Shakeem Albouy has launched Working On It, an app that can help Bermuda entrepreneurs avoid them.
“A lot of small-business owners in Bermuda don’t even have business bank accounts,” he said.
He called Working On It a super app that allows you to access everything from local services and events to products.
“It gives the feel of an Amazon storefront or Eventbrite or Upwork for services,” he said. “Traditionally, it can take six months or more to push a new idea out to the island and get it up and running. You can sign up and accept payments the same day, once you have gotten through the verification process.”
For taxi drivers, this would involve collecting their licence number and registration details, and a matching utility bill.
“We do ‘know your customer’ checking on the back end,” he said.
He charges $1.50 to customers and a transactional fee of 5 per cent to merchants. Working On It accepts the funds on behalf of the business, then pays out at the end of the week.
“It is like a weekly paycheque that happens,” he said.
“In comparison, credit card companies typically charge 3.75 per cent with a monthly fee for the card machine around $60,” he said.
He added that with credit cards, there are also costs for receipts and maintenance fees from the bank, while the payment gateway can also charge $25 a month, plus ten cents per transaction, and $15 per refund from the bank.
“Typically, our vendors transact less than $3,000 a month so it is less in fees,” he said.
There are also no subscription fees for payees.
He is quick to say that he is a payment aggregator rather than a payment gateway.
“The Bermuda Monetary Authority is still trying to figure out what to do with payment aggregators,” he said. “I am not the only one here.”
He said there are also payment aggregators who work with local tour operators.
He started building the app at the start of the Covid-19 pandemic, and launched his live payment product last November.
There are now more than 200 vendors using his QR Code-based Working On It pay product.
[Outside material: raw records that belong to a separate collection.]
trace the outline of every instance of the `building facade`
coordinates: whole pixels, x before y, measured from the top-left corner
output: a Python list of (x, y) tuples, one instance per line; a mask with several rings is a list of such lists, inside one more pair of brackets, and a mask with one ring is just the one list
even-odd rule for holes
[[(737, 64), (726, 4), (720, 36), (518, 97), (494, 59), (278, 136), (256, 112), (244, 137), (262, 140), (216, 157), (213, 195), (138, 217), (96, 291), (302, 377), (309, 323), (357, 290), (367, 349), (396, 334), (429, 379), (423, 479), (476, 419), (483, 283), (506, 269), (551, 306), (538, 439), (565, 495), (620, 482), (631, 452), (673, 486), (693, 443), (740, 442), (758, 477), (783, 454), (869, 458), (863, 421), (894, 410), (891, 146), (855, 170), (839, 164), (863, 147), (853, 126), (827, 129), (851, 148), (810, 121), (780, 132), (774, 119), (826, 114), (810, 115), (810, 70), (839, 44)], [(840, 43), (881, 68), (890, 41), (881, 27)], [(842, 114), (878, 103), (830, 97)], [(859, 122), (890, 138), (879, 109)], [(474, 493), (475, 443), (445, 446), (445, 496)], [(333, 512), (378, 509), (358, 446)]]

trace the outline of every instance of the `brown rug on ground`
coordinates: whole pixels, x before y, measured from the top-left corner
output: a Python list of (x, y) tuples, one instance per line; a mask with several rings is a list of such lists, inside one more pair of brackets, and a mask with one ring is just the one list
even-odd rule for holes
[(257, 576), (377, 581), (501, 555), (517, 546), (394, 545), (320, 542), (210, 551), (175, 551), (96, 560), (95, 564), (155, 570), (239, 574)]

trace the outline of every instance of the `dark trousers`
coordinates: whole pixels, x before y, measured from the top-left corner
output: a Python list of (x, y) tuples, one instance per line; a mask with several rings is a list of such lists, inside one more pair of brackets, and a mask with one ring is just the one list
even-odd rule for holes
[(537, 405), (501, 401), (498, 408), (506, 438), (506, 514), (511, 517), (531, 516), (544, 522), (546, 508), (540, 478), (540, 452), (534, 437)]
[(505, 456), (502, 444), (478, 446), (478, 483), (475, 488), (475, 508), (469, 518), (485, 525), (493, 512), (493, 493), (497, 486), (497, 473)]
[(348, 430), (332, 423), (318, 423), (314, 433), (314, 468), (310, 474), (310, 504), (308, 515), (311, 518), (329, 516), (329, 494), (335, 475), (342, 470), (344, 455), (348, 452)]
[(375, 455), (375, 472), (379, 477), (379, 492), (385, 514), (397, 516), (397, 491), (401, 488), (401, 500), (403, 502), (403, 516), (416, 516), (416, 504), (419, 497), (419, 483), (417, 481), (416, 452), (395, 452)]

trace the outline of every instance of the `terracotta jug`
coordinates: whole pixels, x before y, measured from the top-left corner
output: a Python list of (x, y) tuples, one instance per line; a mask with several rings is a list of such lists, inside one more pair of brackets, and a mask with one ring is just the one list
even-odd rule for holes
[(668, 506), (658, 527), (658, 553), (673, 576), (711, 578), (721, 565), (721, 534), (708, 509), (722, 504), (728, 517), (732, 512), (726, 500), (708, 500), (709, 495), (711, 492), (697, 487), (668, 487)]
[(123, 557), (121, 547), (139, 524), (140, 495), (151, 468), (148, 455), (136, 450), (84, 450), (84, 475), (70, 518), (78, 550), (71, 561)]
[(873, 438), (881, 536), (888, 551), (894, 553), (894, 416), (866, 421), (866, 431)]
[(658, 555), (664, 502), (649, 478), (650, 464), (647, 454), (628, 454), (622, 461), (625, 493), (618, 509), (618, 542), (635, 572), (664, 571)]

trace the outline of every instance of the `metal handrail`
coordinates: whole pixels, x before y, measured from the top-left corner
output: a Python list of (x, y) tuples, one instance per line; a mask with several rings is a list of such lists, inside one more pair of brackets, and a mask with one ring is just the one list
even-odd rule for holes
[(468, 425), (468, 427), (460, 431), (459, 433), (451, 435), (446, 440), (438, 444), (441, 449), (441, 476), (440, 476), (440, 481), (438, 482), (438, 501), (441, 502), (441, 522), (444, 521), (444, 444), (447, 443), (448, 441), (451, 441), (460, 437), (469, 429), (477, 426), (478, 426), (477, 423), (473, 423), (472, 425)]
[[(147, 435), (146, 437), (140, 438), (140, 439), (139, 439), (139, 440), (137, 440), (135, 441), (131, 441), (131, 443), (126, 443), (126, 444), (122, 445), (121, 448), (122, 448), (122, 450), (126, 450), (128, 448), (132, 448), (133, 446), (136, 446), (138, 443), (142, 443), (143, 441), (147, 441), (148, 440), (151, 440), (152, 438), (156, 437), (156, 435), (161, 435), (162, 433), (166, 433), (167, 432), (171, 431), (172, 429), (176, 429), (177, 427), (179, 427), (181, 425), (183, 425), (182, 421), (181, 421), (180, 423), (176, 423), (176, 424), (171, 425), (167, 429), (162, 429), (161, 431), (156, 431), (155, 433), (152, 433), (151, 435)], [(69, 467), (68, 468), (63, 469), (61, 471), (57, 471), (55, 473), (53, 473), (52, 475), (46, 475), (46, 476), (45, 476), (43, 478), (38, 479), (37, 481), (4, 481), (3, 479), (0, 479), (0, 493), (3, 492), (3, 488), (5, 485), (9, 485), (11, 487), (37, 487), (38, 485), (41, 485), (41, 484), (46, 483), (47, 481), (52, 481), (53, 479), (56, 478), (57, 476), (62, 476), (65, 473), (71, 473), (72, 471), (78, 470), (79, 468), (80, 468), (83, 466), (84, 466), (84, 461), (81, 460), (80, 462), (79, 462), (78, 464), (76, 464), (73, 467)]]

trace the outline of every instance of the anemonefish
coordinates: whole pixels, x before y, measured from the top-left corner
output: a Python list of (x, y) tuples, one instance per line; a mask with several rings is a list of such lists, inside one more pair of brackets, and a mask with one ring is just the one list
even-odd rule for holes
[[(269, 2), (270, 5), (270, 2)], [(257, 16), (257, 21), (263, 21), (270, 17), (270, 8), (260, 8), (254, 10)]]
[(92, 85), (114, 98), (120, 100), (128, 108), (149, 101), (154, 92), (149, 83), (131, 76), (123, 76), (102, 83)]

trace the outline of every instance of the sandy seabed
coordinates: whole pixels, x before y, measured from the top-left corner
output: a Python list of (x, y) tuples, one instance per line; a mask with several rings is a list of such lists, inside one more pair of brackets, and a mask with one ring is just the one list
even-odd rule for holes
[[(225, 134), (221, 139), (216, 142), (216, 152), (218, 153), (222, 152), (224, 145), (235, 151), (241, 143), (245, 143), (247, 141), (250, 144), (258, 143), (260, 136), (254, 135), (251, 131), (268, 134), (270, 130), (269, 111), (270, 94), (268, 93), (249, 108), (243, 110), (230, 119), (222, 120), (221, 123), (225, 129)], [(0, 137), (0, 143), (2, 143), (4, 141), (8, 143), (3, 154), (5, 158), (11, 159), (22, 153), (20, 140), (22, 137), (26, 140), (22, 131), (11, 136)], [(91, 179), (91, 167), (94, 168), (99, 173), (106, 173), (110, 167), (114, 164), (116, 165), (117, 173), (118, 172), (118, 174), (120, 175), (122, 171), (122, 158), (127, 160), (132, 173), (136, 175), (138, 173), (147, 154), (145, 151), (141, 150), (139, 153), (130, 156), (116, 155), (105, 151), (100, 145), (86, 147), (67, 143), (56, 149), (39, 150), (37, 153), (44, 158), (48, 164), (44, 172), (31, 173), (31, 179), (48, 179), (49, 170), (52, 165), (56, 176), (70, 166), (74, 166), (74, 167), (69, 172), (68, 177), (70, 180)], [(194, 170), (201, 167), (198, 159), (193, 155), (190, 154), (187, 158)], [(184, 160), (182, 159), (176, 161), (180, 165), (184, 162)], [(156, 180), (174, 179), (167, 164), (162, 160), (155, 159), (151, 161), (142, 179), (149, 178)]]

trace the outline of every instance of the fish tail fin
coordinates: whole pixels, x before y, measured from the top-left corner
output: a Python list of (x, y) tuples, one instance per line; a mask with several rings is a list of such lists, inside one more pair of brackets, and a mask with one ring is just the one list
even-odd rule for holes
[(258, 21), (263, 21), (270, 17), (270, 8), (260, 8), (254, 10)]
When scanned, the code opens a payment page.
“All the customer has to do now is enter in the amount of service, their credit card information and their e-mail address to receive a receipt,” he said.
He described it as a “smash hit” for taxi drivers.
“Many of them do not take credit card payments,” he said. “They feel they are missing out and want to be able to make as much money as possible. They are losing corporate travellers who rely on cards.”
There is no subscription fee for the payee.
Mr Albouy’s next frontier is fast dining. His programme called Woi Eats, allows restaurant customers to scan a QR Code at the table, see the menu on their phone and order and pay without a waiter taking their order.
“By the time the waiter brings the food, it has already been paid for,” he said.
He compared his vision to chains in the US such as Chipotle, where online orders and in‑person orders run in parallel.
“The online volume can far exceed the people that are walking through,” he said.
Mr Albouy, a cyber underwriter, was inspired by an 11-month secondment in Singapore.
“Singapore is one of the most technologically advanced places in the world,” he said.
He was fascinated by how the country commonly used a QR Code system for digital payments.
“I retrofitted that into Bermuda,” he said.